Friday, February 27, 2009



Carnaval was this last weekend. It’s sort of like mardi gras. The festival has roots in indigenous cultural and religious traditions, during colonial rule the festival was combined with Christian beliefs which have powerful influence today. The festival took place in Oruro, which is up on the altiplano at around 13k ft. The main attraction is the dancing, thousands of costumed dances parade the streets for two full days and nights. Wikipedia claims 28k people dance with over 1k providing live music. Dozens of traditional dances are featured all complete with their own elaborate costumes. I’ve never been to mardi gras but seriously how can it even compete.
This guy was dancing a rip off of the afrobolivian Saya. Yes he is in blackface, and no it's not really that racist.
Like I said some people have super elaborate costumes. I have written about the ways people spend money here. Most people are poor right, but when festival time comes around all the stops get pulled out. Spending hundreds of B's to rent the kind of crazy stuff everyone was dancing in is just expected. I frankly don't understand how the industry sustains itself for these outfits. Most are works of art, many are unique at least in minor aspects. There are a lot of festivals and dances like this are normal but seeing the sheer quantitiy of these things that exist (28k dancers each in their own) and knowing that there are still more being used in other cities and sitting in wharehouses I just can't understand how the people who make them or rent them or do whatever make any money.
In this machista country carnival is one of the times a tough mustachioed gnagsta like this can cut back and let his inner artist out. He is dancing a Llamerada and no matter how hard anyone tries it will never be a masculine dance. But anti masculine backlashes are common in Bolivian culture, especially in the perfoming arts. It is VERY common to see dudes in drag; dancing and acting in street performances.

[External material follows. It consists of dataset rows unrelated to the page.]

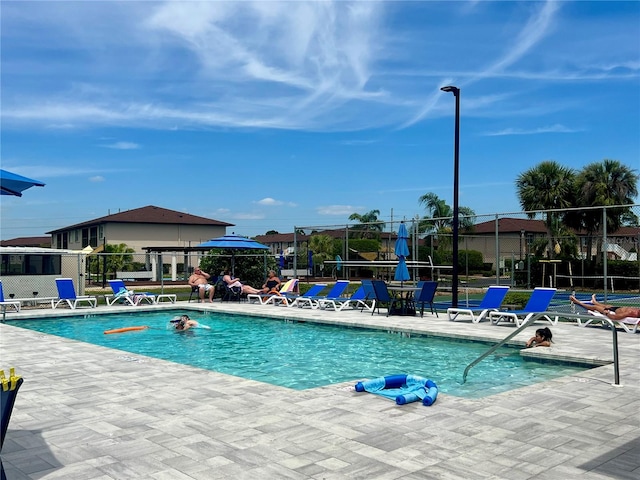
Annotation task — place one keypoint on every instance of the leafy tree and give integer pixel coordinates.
(439, 220)
(369, 226)
(547, 186)
(440, 215)
(605, 183)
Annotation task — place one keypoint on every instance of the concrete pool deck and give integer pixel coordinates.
(88, 412)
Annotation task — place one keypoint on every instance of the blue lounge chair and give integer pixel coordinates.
(490, 302)
(382, 297)
(15, 304)
(370, 295)
(286, 289)
(67, 294)
(312, 292)
(425, 296)
(314, 301)
(358, 299)
(538, 302)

On the other hand the super masculine Caporales left all the girls swooning, calling out for kisses blown from the fine gents pictured above. Don't let the bells fool you this dance features grunting, cowboy hats, slicked back hair, and shoulder pads that make professional football players looke like an exercise in finding ones inner woman.

Don't worry, I got in on the action too. Here I am weak in the knees myself .
And below making the bass drum cool again.


Carnaval was a riot. Bolivians are still friendly and fun. I met some cool people, drank some suprisingly affordable beer, and made some good memories.
In a couple days I'll try to muster up something a little more intelligent.
I hear MN has a lot of snow. WELL the bridge I cross going to work has been washed away by heavy rain. Every morning I'm crossing a fallen log like somekind of flippin' boyscout.
LOVE
andy

Tuesday, February 10, 2009

So death isn’t anything I would pretend to know about. I’ve felt losses in my life but never like that. They say it’s hard. I have been terrified of it as long as I have grasped the concept. I’m spiritual enough to believe in eternity, and that’s what gets me. You die and that’s it, I’ve always been taught that whatever comes next is forever. I’m pretty sure I believe that, and I can’t take the idea. Fortunately this isn’t about me.

Last week one of my college professors died. She was my advisor actually and on our best days I would call her a friend. She had emergency brain surgery for a surprise brain tumor. They are always surprises I suppose, but this was an extreme case.

One day she passes out on a couch at work and the next she is under the knife. That was a year and a half ago. I think she might have expected to make it, the odds couldn’t have been good but she tried to return to normalcy like nothing had happened. She was teaching classes the following semester, only a handful of weeks later.

I think I expected her to make it. I always take people for granted. Death was for my parents friends, people in newspapers, and the worlds intangible poor too far away too matter.
I’m fine though, maybe I’m too far away for it to matter.

There’s something interesting, she had Facebook and in the days since her death her “wall” has been flooded with support from friends and loved ones. (For those who don’t know Facebook is a social networking site, and a “wall” is a publically viewable message board). I haven’t written anything. It seems like such an information age way to pay ones respects. But it’s not fundamentally different from going to a grave and talking or leaving flowers.

Anyway it’s not like her husband can just shut the thing off. Nor can he change the settings or leave a message saying she has passed one. She might as well still be there reading the messages and writing back (wouldn’t it be a great science fiction story if she did). That’s how I found out about her, I went to her Facebook profile and saw all these goodbye messages. Surreal. There is still a pic of her at an aquarium. It’s a good way to remember her.
So the profile will stay, who knows for how long. Maybe forever - there’s that word again. Maybe she is looking down reading it. Like a “Family Circle” cartoon, face down on a cloud, arms crossed in front of here, laptop open, and a smile on her face. If I were her husband I’d show it at the wake.

I hope it stays up, that’s the kind of eternity I can wrap my head around. Somehow it’s just not so scary. Technology right, I’m just a product of my generation after all. If it does stay I’ll write, there’s even a way to send digital gifts. Flowers that don’t rot, that’s paying respect.